My study of and activism for libertarianism began in the late 60’s and continued to the mid 80’s. (In founding the journal OBJECTIVITY in 1990, I deliberately excluded political philosophy from it, and I don’t intend to return to study of political phi further—so much other phi regions in stronger calling for me.) John Hospers’ book LIBERTARIANISM was subtitled “A Political Philosophy for Tomorrow.” It is not.
All those libertarian books are nevertheless important to study (ASU will endure at top of that league, pretty sure), I should say, for the intellectually honest student of political philosophy. REPUBLIC too.

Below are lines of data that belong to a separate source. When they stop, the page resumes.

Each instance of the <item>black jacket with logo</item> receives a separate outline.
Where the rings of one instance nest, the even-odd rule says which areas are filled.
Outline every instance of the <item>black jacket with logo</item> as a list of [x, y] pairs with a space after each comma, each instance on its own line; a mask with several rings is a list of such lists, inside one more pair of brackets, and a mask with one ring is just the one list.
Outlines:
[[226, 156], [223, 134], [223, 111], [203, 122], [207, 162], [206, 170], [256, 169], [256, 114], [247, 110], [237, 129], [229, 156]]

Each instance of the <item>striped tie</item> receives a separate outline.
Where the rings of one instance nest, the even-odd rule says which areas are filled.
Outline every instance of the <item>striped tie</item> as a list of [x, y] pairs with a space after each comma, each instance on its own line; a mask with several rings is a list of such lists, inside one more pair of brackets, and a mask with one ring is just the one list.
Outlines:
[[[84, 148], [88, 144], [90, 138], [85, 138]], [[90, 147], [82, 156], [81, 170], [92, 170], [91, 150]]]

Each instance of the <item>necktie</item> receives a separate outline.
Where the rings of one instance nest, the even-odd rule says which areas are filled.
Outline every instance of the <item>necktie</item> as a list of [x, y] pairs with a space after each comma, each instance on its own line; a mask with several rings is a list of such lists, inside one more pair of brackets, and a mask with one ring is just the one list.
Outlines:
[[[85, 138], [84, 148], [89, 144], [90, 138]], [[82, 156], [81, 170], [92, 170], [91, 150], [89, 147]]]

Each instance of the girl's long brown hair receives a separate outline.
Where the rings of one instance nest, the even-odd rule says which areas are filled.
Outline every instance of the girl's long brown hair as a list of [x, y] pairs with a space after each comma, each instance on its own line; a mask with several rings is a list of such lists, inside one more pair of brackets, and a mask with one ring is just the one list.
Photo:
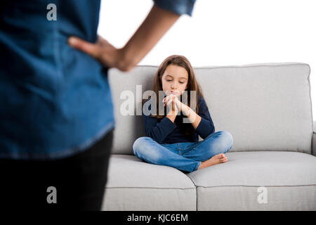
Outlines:
[[[190, 105], [190, 91], [195, 91], [196, 94], [195, 96], [195, 101], [193, 102], [195, 103], [195, 112], [197, 114], [199, 112], [199, 108], [198, 108], [198, 97], [202, 97], [204, 98], [203, 93], [201, 89], [201, 86], [197, 82], [195, 74], [193, 70], [193, 68], [191, 65], [191, 63], [187, 60], [187, 58], [185, 58], [183, 56], [179, 56], [179, 55], [173, 55], [167, 57], [162, 63], [160, 64], [159, 67], [158, 68], [158, 70], [157, 70], [154, 77], [154, 85], [152, 87], [152, 91], [156, 94], [157, 98], [159, 96], [159, 91], [163, 91], [162, 89], [162, 75], [164, 73], [164, 71], [166, 70], [166, 68], [169, 65], [174, 65], [177, 66], [182, 67], [185, 68], [188, 74], [188, 81], [187, 84], [187, 88], [185, 91], [187, 91], [187, 105], [192, 108]], [[143, 101], [143, 104], [146, 101], [147, 99], [145, 99]], [[159, 109], [159, 101], [156, 101], [157, 102], [157, 109]], [[165, 106], [166, 108], [166, 106]], [[166, 110], [165, 110], [166, 112]], [[166, 113], [164, 113], [164, 115], [159, 115], [157, 113], [157, 115], [151, 115], [151, 117], [157, 117], [159, 120], [162, 120], [162, 118], [165, 117], [166, 115]], [[190, 123], [180, 123], [180, 121], [182, 121], [182, 120], [177, 120], [179, 117], [177, 116], [176, 118], [175, 122], [177, 125], [180, 125], [183, 129], [184, 129], [184, 133], [185, 134], [192, 134], [195, 131], [193, 127]]]

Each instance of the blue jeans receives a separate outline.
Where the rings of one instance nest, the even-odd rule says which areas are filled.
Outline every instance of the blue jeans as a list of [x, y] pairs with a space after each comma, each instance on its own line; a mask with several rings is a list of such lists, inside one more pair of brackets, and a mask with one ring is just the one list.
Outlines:
[[225, 153], [232, 147], [230, 133], [213, 133], [203, 141], [159, 144], [147, 136], [138, 138], [133, 145], [135, 155], [141, 160], [169, 166], [185, 172], [197, 170], [202, 162]]

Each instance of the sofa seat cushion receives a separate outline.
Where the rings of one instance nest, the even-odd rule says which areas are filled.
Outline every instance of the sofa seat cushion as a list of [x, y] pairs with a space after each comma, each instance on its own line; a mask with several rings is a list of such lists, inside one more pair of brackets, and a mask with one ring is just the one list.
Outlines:
[[187, 175], [197, 210], [316, 210], [316, 157], [286, 151], [231, 152], [228, 162]]
[[112, 155], [103, 210], [196, 210], [196, 188], [179, 170]]

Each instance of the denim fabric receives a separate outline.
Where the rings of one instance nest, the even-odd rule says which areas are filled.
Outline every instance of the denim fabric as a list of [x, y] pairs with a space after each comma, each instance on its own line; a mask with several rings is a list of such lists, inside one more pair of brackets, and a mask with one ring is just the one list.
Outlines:
[[145, 162], [190, 172], [197, 170], [202, 162], [227, 153], [232, 143], [232, 135], [220, 131], [197, 142], [159, 144], [150, 137], [140, 137], [135, 141], [133, 150], [135, 155]]

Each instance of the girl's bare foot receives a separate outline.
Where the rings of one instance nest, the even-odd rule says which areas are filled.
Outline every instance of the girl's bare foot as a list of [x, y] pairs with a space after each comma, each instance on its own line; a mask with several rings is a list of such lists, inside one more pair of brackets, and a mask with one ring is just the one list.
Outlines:
[[228, 161], [228, 160], [223, 153], [215, 155], [209, 160], [202, 162], [198, 169], [211, 167], [216, 164], [226, 162], [227, 161]]

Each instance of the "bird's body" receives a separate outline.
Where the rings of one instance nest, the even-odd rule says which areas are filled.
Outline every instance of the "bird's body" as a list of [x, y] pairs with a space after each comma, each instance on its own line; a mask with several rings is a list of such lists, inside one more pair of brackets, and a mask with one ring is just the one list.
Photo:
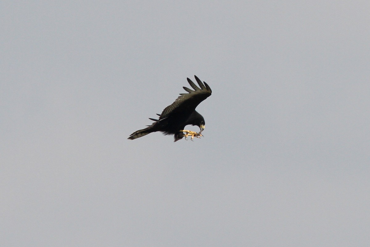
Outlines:
[[[165, 108], [161, 114], [157, 114], [159, 116], [158, 119], [149, 118], [154, 122], [145, 128], [132, 133], [128, 138], [134, 140], [157, 131], [165, 135], [174, 135], [175, 141], [187, 136], [188, 133], [192, 138], [194, 136], [201, 136], [201, 132], [205, 127], [204, 119], [195, 111], [195, 108], [211, 95], [212, 91], [206, 83], [204, 82], [204, 84], [198, 77], [195, 77], [200, 88], [188, 78], [188, 81], [194, 90], [183, 87], [188, 93], [180, 94], [181, 96], [175, 102]], [[197, 133], [184, 130], [186, 126], [191, 124], [199, 127], [201, 131]], [[184, 132], [187, 134], [184, 135]]]

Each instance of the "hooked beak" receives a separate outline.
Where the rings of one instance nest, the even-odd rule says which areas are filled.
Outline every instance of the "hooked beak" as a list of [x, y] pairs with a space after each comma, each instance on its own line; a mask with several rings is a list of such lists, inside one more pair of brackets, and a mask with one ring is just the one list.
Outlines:
[[201, 124], [201, 126], [199, 126], [199, 127], [201, 128], [201, 131], [198, 133], [198, 134], [202, 133], [202, 131], [203, 131], [203, 130], [204, 130], [204, 128], [206, 127], [206, 126], [204, 124]]

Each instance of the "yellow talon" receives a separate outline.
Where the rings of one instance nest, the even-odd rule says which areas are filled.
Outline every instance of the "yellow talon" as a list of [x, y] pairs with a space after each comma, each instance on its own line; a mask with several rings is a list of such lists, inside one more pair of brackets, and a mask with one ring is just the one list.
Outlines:
[[201, 134], [198, 134], [196, 132], [194, 132], [194, 131], [191, 131], [191, 130], [180, 130], [180, 132], [185, 132], [185, 134], [184, 136], [185, 137], [185, 140], [188, 140], [186, 138], [189, 136], [191, 136], [191, 140], [193, 140], [194, 138], [194, 137], [197, 138], [200, 138], [200, 137], [203, 136]]

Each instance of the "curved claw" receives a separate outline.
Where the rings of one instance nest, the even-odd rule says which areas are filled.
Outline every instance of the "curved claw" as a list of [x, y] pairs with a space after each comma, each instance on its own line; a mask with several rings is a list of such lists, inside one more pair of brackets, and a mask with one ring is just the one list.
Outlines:
[[202, 134], [201, 134], [201, 132], [199, 133], [197, 133], [196, 132], [194, 132], [194, 131], [191, 131], [190, 130], [180, 130], [180, 132], [185, 132], [185, 134], [183, 136], [185, 137], [185, 140], [188, 140], [187, 137], [188, 136], [191, 136], [191, 140], [194, 141], [193, 140], [194, 139], [194, 137], [196, 137], [197, 138], [200, 138], [200, 137], [203, 136]]

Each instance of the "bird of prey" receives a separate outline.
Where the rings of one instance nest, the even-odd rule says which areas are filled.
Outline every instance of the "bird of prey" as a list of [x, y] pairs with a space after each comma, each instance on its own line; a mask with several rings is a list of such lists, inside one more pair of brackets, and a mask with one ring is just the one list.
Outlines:
[[[172, 104], [165, 108], [161, 114], [157, 114], [159, 116], [158, 119], [149, 118], [154, 121], [151, 125], [135, 131], [128, 139], [134, 140], [157, 131], [162, 132], [165, 135], [174, 135], [175, 141], [184, 137], [186, 139], [189, 136], [191, 137], [192, 140], [195, 137], [202, 136], [201, 133], [205, 127], [204, 119], [195, 111], [195, 108], [211, 96], [212, 90], [205, 82], [202, 83], [196, 76], [194, 76], [200, 88], [188, 78], [188, 82], [194, 90], [183, 87], [188, 93], [180, 94], [180, 96]], [[189, 124], [199, 127], [200, 131], [197, 133], [184, 130], [185, 126]]]

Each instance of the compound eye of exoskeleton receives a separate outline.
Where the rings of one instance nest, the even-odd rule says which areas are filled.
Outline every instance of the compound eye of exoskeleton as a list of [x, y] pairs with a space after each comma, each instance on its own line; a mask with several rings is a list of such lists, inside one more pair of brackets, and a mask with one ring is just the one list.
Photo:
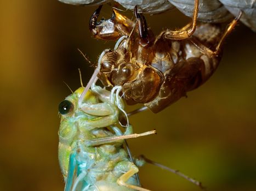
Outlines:
[[103, 73], [109, 73], [112, 70], [112, 64], [109, 61], [104, 61], [100, 65], [100, 71]]
[[129, 79], [134, 74], [134, 67], [131, 63], [124, 63], [120, 65], [118, 75], [123, 80]]
[[64, 100], [59, 105], [59, 112], [61, 115], [68, 115], [71, 113], [74, 109], [74, 106], [71, 102]]
[[116, 85], [122, 86], [124, 83], [129, 81], [134, 75], [135, 68], [134, 65], [129, 62], [125, 62], [118, 67], [117, 70], [112, 73], [111, 81]]

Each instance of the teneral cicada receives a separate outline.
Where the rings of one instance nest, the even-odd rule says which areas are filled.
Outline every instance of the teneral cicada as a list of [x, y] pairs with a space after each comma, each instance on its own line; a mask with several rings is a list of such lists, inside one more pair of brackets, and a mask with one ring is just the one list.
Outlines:
[[156, 37], [136, 7], [135, 22], [115, 9], [111, 19], [97, 22], [99, 7], [89, 23], [94, 37], [119, 38], [113, 50], [99, 57], [103, 84], [120, 87], [128, 104], [143, 103], [156, 113], [206, 82], [217, 68], [223, 43], [242, 13], [223, 32], [217, 25], [197, 23], [198, 2], [195, 1], [191, 23]]
[[132, 134], [129, 125], [123, 133], [116, 125], [122, 100], [116, 101], [110, 92], [96, 86], [81, 97], [84, 89], [80, 87], [59, 106], [59, 161], [65, 190], [149, 190], [140, 187], [134, 176], [144, 160], [137, 160], [136, 165], [123, 141], [156, 131]]
[[59, 105], [59, 161], [65, 191], [150, 191], [141, 187], [136, 173], [146, 163], [176, 174], [199, 186], [201, 183], [179, 171], [143, 156], [133, 158], [125, 139], [156, 133], [133, 134], [129, 123], [124, 133], [117, 126], [123, 102], [115, 93], [93, 85], [81, 87]]

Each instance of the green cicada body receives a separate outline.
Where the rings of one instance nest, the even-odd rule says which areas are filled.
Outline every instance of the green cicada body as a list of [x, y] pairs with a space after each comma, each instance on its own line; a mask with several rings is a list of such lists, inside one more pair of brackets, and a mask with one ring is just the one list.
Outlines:
[[80, 87], [59, 106], [59, 161], [65, 190], [147, 190], [139, 186], [134, 176], [138, 169], [123, 148], [123, 140], [155, 132], [132, 134], [129, 125], [123, 134], [115, 126], [119, 109], [111, 92], [94, 85], [78, 104], [83, 90]]

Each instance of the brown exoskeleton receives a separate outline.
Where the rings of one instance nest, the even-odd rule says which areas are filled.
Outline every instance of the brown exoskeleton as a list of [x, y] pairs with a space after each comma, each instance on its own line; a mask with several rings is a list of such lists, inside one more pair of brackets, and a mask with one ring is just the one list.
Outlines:
[[103, 84], [118, 86], [128, 104], [143, 103], [156, 113], [206, 81], [218, 67], [223, 41], [242, 13], [222, 33], [217, 25], [197, 23], [198, 5], [195, 0], [191, 24], [157, 37], [136, 7], [135, 22], [115, 9], [111, 19], [98, 22], [101, 7], [97, 9], [89, 24], [94, 37], [119, 38], [114, 50], [100, 56], [98, 77]]

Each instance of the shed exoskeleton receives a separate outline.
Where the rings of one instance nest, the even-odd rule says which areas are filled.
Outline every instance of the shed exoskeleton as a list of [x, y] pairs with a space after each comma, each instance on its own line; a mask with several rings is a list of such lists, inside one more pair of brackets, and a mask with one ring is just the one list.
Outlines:
[[90, 21], [94, 37], [118, 39], [114, 49], [105, 50], [99, 59], [103, 84], [120, 86], [128, 104], [143, 103], [157, 113], [206, 82], [217, 68], [224, 40], [242, 13], [223, 32], [216, 25], [197, 23], [198, 2], [195, 1], [191, 23], [156, 37], [136, 7], [136, 22], [115, 9], [111, 19], [98, 22], [101, 7], [97, 9]]

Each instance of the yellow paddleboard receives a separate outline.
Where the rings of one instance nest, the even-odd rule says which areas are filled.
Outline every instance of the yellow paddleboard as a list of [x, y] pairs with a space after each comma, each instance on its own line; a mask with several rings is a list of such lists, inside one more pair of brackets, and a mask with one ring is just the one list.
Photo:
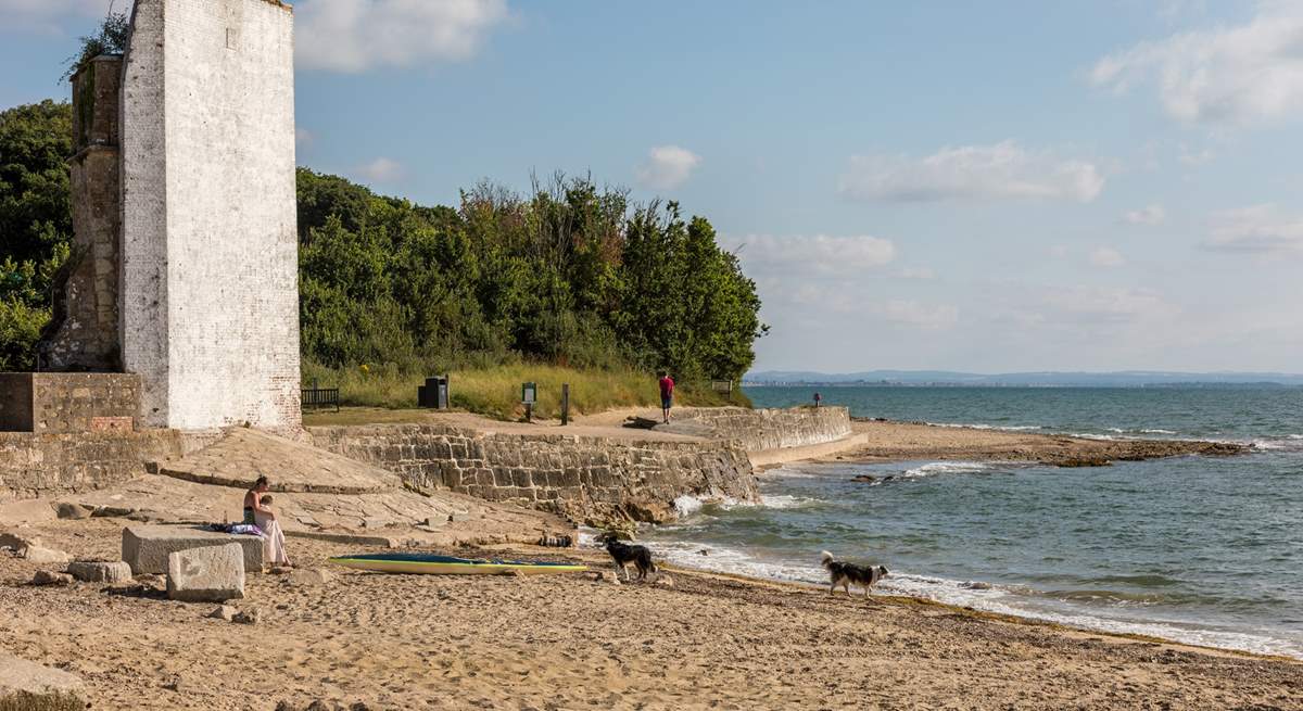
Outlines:
[[586, 565], [577, 563], [532, 563], [520, 560], [487, 560], [427, 553], [360, 553], [337, 556], [328, 563], [358, 570], [378, 573], [416, 573], [430, 576], [503, 576], [520, 572], [525, 576], [546, 576], [549, 573], [580, 573]]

“Find my way back” was more of an exaggeration designed to give me an excuse to insert the Jefferson Starship song than it was an accurate description of anything. I was never a wholehearted libertarian, and my commitment to Objectivism was always idiosyncratic precisely for that reason. I was never entirely sold on the politics. So I can’t really go back to a place I never occupied. (This makes me glad that I didn’t insert REM’s “Stand.”)
Right now, I’m probably more engaged by political philosophy than by any other branch of philosophy. I’m glad I encountered libertarianism, and have been strongly influenced by it, but I’m a fellow traveler at best. Politically, I think of myself as either a liberal with a libertarian streak, or a libertarian whose libertarianism is more than merely streaked with liberalism. Philosophically, I think there are more questions out there than answers for them. Libertarianism has to be taken seriously (more seriously than many philosophers and journalists do) in the dialectic en route to the answers, but I don’t think it has any monopoly on the answers.